The price rally has run too far, too fast and there will be a short-term correction, Macquarie Bank Ltd. analysts including Colin Hamilton, the London-based head of commodities research, said in a Nov. 20 note. Re-balancing of the market will be a longer-term process, the bank said.

There’s a uranium surplus of about 5 million pounds, which is forecast to expand to 20 million by 2018, according to estimates from RBC Capital Markets.

“Restarts are good for sentiment but ultimately the impact on supply and demand is not particularly material given the level of inventory,” Chris Drew, an analyst at RBC in Sydney, said by phone on Nov. 21. “Given that we’re heavily reliant on that Chinese reactor build to grow that demand over the medium term, the risks are construction may take longer than expected. That could extend the period we remain in oversupply.”
Asia Demand

Global nuclear power capacity is increasing steadily, with more than 60 reactors under construction in 13 countries, the most in Asia, according to the World Nuclear Association. Almost half of those are being built in China, with 26 units being developed, the association said on its website.

“The last two years, utility fuel buyers have been sitting on the sidelines because they’ve been very worried that Japan’s 100 million-pound inventory will be released into the market,” said Alexander Molyneux, the chairman of Azarga Uranium Corp., a miner that expects to start output at its Dewey Burdock project in the U.S. by the end of 2016.
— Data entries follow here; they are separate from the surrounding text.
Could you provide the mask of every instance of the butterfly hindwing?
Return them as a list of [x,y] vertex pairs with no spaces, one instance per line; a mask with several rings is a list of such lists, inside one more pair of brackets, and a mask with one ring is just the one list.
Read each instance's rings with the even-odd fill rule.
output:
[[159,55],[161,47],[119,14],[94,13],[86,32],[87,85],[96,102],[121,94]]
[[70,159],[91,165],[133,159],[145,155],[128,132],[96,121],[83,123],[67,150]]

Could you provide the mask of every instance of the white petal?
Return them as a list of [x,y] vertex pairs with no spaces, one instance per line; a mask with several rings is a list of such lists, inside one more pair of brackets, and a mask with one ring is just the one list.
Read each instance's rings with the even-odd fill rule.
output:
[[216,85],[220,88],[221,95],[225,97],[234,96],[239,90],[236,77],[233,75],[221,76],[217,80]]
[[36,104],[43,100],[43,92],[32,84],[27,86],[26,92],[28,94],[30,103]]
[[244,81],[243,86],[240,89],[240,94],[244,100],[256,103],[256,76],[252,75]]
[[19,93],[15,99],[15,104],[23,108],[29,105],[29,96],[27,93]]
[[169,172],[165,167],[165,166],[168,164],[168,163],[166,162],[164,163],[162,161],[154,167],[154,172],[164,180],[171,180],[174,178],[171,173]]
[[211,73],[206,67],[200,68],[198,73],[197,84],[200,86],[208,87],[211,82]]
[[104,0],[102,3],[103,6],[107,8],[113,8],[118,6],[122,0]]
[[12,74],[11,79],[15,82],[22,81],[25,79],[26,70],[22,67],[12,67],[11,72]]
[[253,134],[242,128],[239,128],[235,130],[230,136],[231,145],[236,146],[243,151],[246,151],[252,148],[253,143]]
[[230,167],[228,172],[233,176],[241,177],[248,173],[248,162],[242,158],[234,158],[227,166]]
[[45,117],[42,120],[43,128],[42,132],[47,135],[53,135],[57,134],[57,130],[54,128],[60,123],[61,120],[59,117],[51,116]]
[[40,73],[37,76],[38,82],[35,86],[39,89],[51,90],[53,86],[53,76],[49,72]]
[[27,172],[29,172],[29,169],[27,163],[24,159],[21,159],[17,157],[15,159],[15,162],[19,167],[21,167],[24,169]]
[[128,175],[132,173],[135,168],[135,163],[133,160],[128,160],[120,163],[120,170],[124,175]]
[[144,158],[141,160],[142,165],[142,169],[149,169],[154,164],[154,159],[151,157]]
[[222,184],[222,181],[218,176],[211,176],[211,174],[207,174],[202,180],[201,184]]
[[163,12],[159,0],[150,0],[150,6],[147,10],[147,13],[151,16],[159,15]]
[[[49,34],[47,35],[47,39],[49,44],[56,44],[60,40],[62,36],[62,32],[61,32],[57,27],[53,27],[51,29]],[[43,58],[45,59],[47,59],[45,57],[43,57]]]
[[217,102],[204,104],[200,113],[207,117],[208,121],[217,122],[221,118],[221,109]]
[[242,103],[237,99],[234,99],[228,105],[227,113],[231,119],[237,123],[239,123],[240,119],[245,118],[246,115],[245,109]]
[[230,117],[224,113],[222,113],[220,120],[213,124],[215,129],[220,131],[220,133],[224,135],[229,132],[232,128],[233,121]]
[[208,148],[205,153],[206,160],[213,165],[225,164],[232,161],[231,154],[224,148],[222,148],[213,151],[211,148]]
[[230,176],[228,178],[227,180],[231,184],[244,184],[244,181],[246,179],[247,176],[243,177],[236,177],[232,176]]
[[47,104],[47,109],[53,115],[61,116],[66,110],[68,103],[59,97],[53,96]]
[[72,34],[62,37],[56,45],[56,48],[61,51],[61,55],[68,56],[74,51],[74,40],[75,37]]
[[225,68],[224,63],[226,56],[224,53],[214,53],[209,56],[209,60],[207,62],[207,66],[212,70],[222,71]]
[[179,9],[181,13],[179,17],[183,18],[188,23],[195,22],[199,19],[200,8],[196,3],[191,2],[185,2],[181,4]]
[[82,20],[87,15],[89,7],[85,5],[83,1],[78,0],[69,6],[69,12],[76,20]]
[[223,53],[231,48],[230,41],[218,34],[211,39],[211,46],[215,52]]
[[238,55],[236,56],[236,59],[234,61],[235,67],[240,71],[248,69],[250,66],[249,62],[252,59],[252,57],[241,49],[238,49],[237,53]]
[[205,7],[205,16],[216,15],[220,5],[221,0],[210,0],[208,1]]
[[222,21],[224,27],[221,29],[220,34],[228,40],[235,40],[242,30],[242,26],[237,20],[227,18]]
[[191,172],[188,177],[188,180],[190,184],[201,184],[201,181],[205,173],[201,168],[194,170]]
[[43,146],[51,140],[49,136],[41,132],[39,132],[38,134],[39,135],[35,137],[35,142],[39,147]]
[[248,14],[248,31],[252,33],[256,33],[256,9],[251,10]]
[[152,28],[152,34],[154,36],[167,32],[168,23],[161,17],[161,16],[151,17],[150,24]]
U.S. and European utilities may now look to build their stockpiles, Molyneux said in Singapore yesterday.

Uranium may average $39 a pound next year, according to the median estimate in a Bloomberg News survey of seven analysts. Forecasts ranged from $35 to $43.

“The spot uranium price has jumped significantly over the past few weeks,” Hinze from Ux said on Nov. 20. “It appears most likely that spot price will remain above $40 for the remainder of this year unless we have some significant new development.”